Applications fonctionnelles de l’IA en gouvernance
L’IA est capable d’améliorer l’exécution de certaines responsabilités du conseil :
- Stratégie : L’IA contribue à la planification des hypothèses et scénarios et une modélisation des risques, réduisant la dépendance aux cabinets de conseil.
- Rémunération : Les outils d’analyse comparative en temps réel et de simulation améliorent la politique des rémunérations et leur transparence.
- Capital humain : L’IA identifie les tendances du marché du travail, les lacunes en terme de compétences et les prévisions sur la politique de diversité en exploitant les données RH.
- Audit & Risque : L’IA détecte les fraudes, les faiblesses des contrôles internes et automatise la surveillance.
- Juridique & Réglementaire : L’IA surveille l’évolution des réglementations, propose des interprétations alternatives et aide à la gestion des risques légaux.

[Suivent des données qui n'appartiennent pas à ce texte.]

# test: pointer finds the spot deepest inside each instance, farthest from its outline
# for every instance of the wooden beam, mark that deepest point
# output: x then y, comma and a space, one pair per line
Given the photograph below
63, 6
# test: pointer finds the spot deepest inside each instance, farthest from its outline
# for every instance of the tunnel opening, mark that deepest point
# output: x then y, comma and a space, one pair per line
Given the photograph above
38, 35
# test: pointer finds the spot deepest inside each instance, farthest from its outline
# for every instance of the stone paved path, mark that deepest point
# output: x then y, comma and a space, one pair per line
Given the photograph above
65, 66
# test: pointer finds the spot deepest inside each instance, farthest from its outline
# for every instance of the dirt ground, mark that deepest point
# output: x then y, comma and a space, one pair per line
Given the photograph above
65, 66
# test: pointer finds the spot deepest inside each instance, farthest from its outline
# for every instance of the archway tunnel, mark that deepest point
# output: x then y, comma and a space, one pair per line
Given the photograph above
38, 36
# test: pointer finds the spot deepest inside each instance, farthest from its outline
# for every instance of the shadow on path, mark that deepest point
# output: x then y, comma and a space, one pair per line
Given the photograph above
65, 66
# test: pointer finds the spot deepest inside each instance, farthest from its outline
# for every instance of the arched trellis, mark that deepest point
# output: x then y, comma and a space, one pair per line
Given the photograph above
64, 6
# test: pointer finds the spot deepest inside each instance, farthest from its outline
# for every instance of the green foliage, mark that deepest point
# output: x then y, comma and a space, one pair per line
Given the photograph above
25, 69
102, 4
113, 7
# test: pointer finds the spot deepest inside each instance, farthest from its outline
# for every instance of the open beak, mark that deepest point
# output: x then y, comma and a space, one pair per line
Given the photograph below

- Efficacité du conseil : L’IA analyse l’engagement, les dynamiques de prise de décision et propose des améliorations, remplaçant ou complétant ainsi les évaluations traditionnelles basées sur des études et des entretiens.
Ces outils rationalisent le travail des conseils mais transfèrent davantage de responsabilités analytiques aux administrateurs.
Avantages et risques de l’adoption de l’IA dans les conseils
L’adoption de l’IA dans les conseils d’administration présente des avantages indéniables mais aussi des risques considérables. L’un des principaux avantages est la capacité de prendre des décisions plus rapides et plus éclairées, ce qui permet aux conseils d’agir avec une plus grande agilité. L’IA améliore l’efficacité des réunions en rationalisant les discussions et en fournissant des renseignements fondés sur les données. De plus, les équipes de management bénéficient d’une préparation améliorée grâce à des outils de simulation qui offrent des meilleures prévisions et de la planification stratégique. L’IA appuie en outre la planification des scénarios et l’identification des risques en temps réel, aidant les conseils d’administration à anticiper et à atténuer les défis potentiels.
Cependant, ces avantages sont assortis de risques. Une trop grande confiance dans les connaissances générées par l’IA amène à des décisions erronées, en particulier si les algorithmes sont basés sur des ensembles de données biaisés ou incomplets. L’adoption de l’IA augmente les menaces liées à la cybersécurité, rendant les discussions sensibles des conseils d’administration plus vulnérables. En outre, le volume de données fourni par l’IA va entraîner une “paralysie des analyses“, où la prise de décision est ralentie en raison d’une complexité excessive. Il existe également un équilibre délicat entre la transparence et la confidentialité, en particulier lorsque les pratiques d’analyse comparative diffèrent entre les entreprises cotées et celles qui sont « privées ». Compte tenu de ces défis, il est essentiel que les membres du conseil d’administration soient formés pour interpréter les résultats de l’IA de façon critique plutôt que de faire facilement confiance aux recommandations algorithmiques.
À l’avenir, l’IA soulève des questions de gouvernance stratégique que les conseils et les dirigeants doivent aborder. Les directeurs s’adapteront à des rôles plus axés sur les données et l’analytique, seront plus proactifs, ce qui nécessitera de nouvelles compétences et une formation pour tirer parti de l’IA. Il existe aussi un risque que l’IA modifie la frontière entre la surveillance et la gestion, ce qui modifierait la dynamique de gouvernance. En réalité, l’IA améliorera-t-elle la gouvernance en perfectionnant le processus décisionnel ou introduira-t-elle de nouveaux angles morts reproduisant les échecs passés?
Questions stratégiques pour l’avenir
L’IA dote les conseils d’outils puissants mais soulève des questions clés : adaptation des administrateurs, nouvelles compétences, frontière entre supervision et gestion, et risques de nouveaux angles morts. Son intégration ne se limite pas à la technologie, elle redéfinit la gouvernance à l’ère du numérique.